But with trial and error and some new-found confidence, I have started experimenting. People tell me all the time that they can't cook and I tell them it just takes practice - like anything else. I think because our society has so much readily available food, it has made us lazy in the cooking area. So if you really want to learn how to cook, just pick up a cookbook and start cooking! It won't always look good, it won't always taste good, but you can't get better at something if you don't keep trying.
This is one of those recipes that looks like it took a lot of effort, but takes barely any at all.

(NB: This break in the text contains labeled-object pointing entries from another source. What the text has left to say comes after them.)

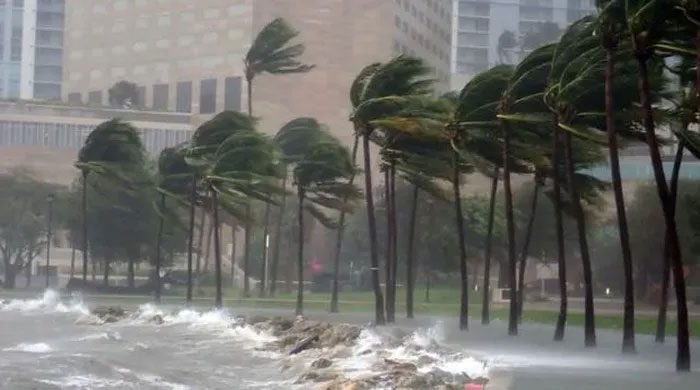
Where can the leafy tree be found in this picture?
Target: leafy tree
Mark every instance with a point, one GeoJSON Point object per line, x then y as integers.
{"type": "Point", "coordinates": [124, 94]}
{"type": "Point", "coordinates": [22, 221]}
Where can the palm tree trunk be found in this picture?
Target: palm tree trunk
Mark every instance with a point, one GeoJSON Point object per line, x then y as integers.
{"type": "Point", "coordinates": [218, 302]}
{"type": "Point", "coordinates": [263, 267]}
{"type": "Point", "coordinates": [339, 237]}
{"type": "Point", "coordinates": [372, 227]}
{"type": "Point", "coordinates": [85, 239]}
{"type": "Point", "coordinates": [246, 254]}
{"type": "Point", "coordinates": [394, 243]}
{"type": "Point", "coordinates": [559, 228]}
{"type": "Point", "coordinates": [526, 247]}
{"type": "Point", "coordinates": [683, 336]}
{"type": "Point", "coordinates": [72, 260]}
{"type": "Point", "coordinates": [389, 245]}
{"type": "Point", "coordinates": [233, 255]}
{"type": "Point", "coordinates": [207, 252]}
{"type": "Point", "coordinates": [130, 277]}
{"type": "Point", "coordinates": [628, 344]}
{"type": "Point", "coordinates": [410, 278]}
{"type": "Point", "coordinates": [510, 229]}
{"type": "Point", "coordinates": [589, 316]}
{"type": "Point", "coordinates": [105, 276]}
{"type": "Point", "coordinates": [190, 242]}
{"type": "Point", "coordinates": [277, 240]}
{"type": "Point", "coordinates": [300, 258]}
{"type": "Point", "coordinates": [485, 314]}
{"type": "Point", "coordinates": [200, 241]}
{"type": "Point", "coordinates": [666, 274]}
{"type": "Point", "coordinates": [159, 240]}
{"type": "Point", "coordinates": [459, 218]}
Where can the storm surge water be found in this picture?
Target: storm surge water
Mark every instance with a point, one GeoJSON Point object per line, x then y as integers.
{"type": "Point", "coordinates": [152, 347]}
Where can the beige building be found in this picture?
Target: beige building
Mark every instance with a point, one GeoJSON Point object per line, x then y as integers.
{"type": "Point", "coordinates": [187, 55]}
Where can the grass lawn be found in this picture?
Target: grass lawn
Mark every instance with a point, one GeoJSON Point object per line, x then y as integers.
{"type": "Point", "coordinates": [443, 301]}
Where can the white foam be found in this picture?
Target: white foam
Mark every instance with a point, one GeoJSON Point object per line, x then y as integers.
{"type": "Point", "coordinates": [50, 302]}
{"type": "Point", "coordinates": [88, 382]}
{"type": "Point", "coordinates": [30, 348]}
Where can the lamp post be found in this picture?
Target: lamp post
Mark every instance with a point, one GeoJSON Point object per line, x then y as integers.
{"type": "Point", "coordinates": [49, 200]}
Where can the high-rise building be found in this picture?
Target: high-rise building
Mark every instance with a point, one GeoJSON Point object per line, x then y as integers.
{"type": "Point", "coordinates": [187, 55]}
{"type": "Point", "coordinates": [31, 49]}
{"type": "Point", "coordinates": [489, 32]}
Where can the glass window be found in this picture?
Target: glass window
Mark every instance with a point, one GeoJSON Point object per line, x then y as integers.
{"type": "Point", "coordinates": [160, 97]}
{"type": "Point", "coordinates": [207, 96]}
{"type": "Point", "coordinates": [232, 93]}
{"type": "Point", "coordinates": [184, 97]}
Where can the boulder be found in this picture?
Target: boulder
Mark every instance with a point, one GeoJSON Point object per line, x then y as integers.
{"type": "Point", "coordinates": [157, 319]}
{"type": "Point", "coordinates": [322, 363]}
{"type": "Point", "coordinates": [109, 311]}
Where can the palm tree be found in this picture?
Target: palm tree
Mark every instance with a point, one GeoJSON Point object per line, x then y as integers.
{"type": "Point", "coordinates": [243, 167]}
{"type": "Point", "coordinates": [294, 140]}
{"type": "Point", "coordinates": [110, 148]}
{"type": "Point", "coordinates": [174, 180]}
{"type": "Point", "coordinates": [646, 25]}
{"type": "Point", "coordinates": [322, 179]}
{"type": "Point", "coordinates": [402, 76]}
{"type": "Point", "coordinates": [272, 52]}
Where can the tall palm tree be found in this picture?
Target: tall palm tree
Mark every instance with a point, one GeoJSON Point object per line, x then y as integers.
{"type": "Point", "coordinates": [174, 181]}
{"type": "Point", "coordinates": [611, 29]}
{"type": "Point", "coordinates": [272, 52]}
{"type": "Point", "coordinates": [322, 180]}
{"type": "Point", "coordinates": [294, 140]}
{"type": "Point", "coordinates": [401, 76]}
{"type": "Point", "coordinates": [646, 25]}
{"type": "Point", "coordinates": [110, 148]}
{"type": "Point", "coordinates": [243, 167]}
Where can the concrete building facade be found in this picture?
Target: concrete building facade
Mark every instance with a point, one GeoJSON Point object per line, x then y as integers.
{"type": "Point", "coordinates": [31, 49]}
{"type": "Point", "coordinates": [479, 25]}
{"type": "Point", "coordinates": [188, 56]}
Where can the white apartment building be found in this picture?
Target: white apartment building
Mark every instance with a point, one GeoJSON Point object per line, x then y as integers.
{"type": "Point", "coordinates": [479, 25]}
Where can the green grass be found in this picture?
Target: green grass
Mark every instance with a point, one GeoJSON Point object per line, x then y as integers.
{"type": "Point", "coordinates": [443, 301]}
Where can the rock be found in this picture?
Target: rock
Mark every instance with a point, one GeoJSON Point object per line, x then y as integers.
{"type": "Point", "coordinates": [115, 313]}
{"type": "Point", "coordinates": [400, 366]}
{"type": "Point", "coordinates": [425, 360]}
{"type": "Point", "coordinates": [304, 344]}
{"type": "Point", "coordinates": [257, 320]}
{"type": "Point", "coordinates": [318, 376]}
{"type": "Point", "coordinates": [339, 334]}
{"type": "Point", "coordinates": [322, 363]}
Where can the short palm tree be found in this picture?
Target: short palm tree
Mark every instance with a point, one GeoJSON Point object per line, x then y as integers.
{"type": "Point", "coordinates": [322, 180]}
{"type": "Point", "coordinates": [110, 149]}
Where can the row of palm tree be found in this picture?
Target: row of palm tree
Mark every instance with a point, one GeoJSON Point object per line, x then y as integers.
{"type": "Point", "coordinates": [602, 85]}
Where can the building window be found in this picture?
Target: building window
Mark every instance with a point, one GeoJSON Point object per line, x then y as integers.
{"type": "Point", "coordinates": [232, 93]}
{"type": "Point", "coordinates": [207, 96]}
{"type": "Point", "coordinates": [95, 98]}
{"type": "Point", "coordinates": [75, 97]}
{"type": "Point", "coordinates": [160, 97]}
{"type": "Point", "coordinates": [184, 97]}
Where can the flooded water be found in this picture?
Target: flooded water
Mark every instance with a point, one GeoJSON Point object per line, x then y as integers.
{"type": "Point", "coordinates": [46, 343]}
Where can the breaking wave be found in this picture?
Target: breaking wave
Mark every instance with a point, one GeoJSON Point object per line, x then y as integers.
{"type": "Point", "coordinates": [49, 303]}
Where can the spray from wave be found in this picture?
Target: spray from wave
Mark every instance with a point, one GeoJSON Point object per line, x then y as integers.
{"type": "Point", "coordinates": [49, 303]}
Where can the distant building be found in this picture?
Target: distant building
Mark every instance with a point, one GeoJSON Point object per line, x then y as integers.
{"type": "Point", "coordinates": [46, 137]}
{"type": "Point", "coordinates": [187, 56]}
{"type": "Point", "coordinates": [31, 49]}
{"type": "Point", "coordinates": [481, 29]}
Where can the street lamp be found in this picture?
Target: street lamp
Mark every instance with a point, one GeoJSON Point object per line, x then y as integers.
{"type": "Point", "coordinates": [49, 200]}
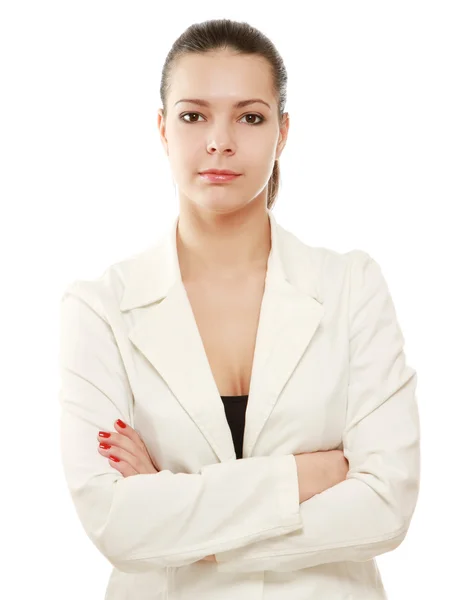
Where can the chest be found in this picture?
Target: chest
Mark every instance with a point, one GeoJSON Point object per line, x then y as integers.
{"type": "Point", "coordinates": [227, 318]}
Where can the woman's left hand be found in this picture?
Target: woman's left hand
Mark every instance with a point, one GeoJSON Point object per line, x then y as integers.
{"type": "Point", "coordinates": [131, 454]}
{"type": "Point", "coordinates": [129, 451]}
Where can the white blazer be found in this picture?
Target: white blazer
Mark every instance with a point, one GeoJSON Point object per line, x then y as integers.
{"type": "Point", "coordinates": [329, 372]}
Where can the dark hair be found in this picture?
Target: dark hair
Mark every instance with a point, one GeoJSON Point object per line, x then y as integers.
{"type": "Point", "coordinates": [242, 38]}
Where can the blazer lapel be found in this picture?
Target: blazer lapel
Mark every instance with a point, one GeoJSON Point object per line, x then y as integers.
{"type": "Point", "coordinates": [166, 333]}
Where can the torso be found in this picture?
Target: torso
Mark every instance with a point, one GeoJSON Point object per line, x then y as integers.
{"type": "Point", "coordinates": [227, 316]}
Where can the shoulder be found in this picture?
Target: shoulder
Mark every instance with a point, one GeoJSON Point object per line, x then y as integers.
{"type": "Point", "coordinates": [104, 292]}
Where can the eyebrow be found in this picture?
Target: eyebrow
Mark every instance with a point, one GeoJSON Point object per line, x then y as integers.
{"type": "Point", "coordinates": [240, 104]}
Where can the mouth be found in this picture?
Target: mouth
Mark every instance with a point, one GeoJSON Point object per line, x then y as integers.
{"type": "Point", "coordinates": [219, 176]}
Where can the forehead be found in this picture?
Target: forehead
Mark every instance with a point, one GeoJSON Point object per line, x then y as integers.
{"type": "Point", "coordinates": [221, 78]}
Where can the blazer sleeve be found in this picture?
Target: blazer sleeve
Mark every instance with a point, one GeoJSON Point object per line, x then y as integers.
{"type": "Point", "coordinates": [369, 512]}
{"type": "Point", "coordinates": [164, 519]}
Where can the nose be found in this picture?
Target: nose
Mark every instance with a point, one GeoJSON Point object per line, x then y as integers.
{"type": "Point", "coordinates": [220, 147]}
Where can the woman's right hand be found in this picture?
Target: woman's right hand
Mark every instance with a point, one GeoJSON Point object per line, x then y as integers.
{"type": "Point", "coordinates": [318, 471]}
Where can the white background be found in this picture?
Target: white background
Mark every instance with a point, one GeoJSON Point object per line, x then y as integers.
{"type": "Point", "coordinates": [377, 158]}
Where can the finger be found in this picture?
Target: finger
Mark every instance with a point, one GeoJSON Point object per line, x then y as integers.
{"type": "Point", "coordinates": [127, 431]}
{"type": "Point", "coordinates": [123, 456]}
{"type": "Point", "coordinates": [130, 433]}
{"type": "Point", "coordinates": [119, 440]}
{"type": "Point", "coordinates": [123, 467]}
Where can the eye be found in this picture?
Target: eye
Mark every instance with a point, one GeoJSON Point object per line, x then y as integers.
{"type": "Point", "coordinates": [261, 119]}
{"type": "Point", "coordinates": [186, 114]}
{"type": "Point", "coordinates": [253, 115]}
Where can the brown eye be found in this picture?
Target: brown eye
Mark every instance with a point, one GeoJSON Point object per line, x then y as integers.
{"type": "Point", "coordinates": [190, 121]}
{"type": "Point", "coordinates": [255, 116]}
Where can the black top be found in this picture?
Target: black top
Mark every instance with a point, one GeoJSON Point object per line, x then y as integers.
{"type": "Point", "coordinates": [235, 407]}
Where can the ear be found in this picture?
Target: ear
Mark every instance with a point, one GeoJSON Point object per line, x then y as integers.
{"type": "Point", "coordinates": [162, 128]}
{"type": "Point", "coordinates": [283, 133]}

8 chicken thighs (I bought them bone-in, skin on and removed the skin, but you could buy boneless. I just feel the bone keeps the meat more moist)
8 pieces of proscuitto
4 cloves garlic, finely minced
Fresh rosemary, about 1 tbsp finely minced and 8 small sprigs
4 tbsp butter (from grassfed cows if possible)
salt & pepper
Preheat the oven to 350 degrees. Melt the butter with the garlic and minced rosemary. Baste each thigh with this mixture and salt & pepper to taste. Place one sprig of rosemary on each thigh and wrap the entire thing in proscuitto, with the ends meeting underneath. Place the thighs on a baking sheet and cook for about 30-40 minutes or until the internal temperature reaches 165 degrees.
I served it with a side of sauteed dandelion greens and cauliflower mash. If you don't know how to make the perfect cauliflower mash and yours always comes out soupy, that recipe will be down the road!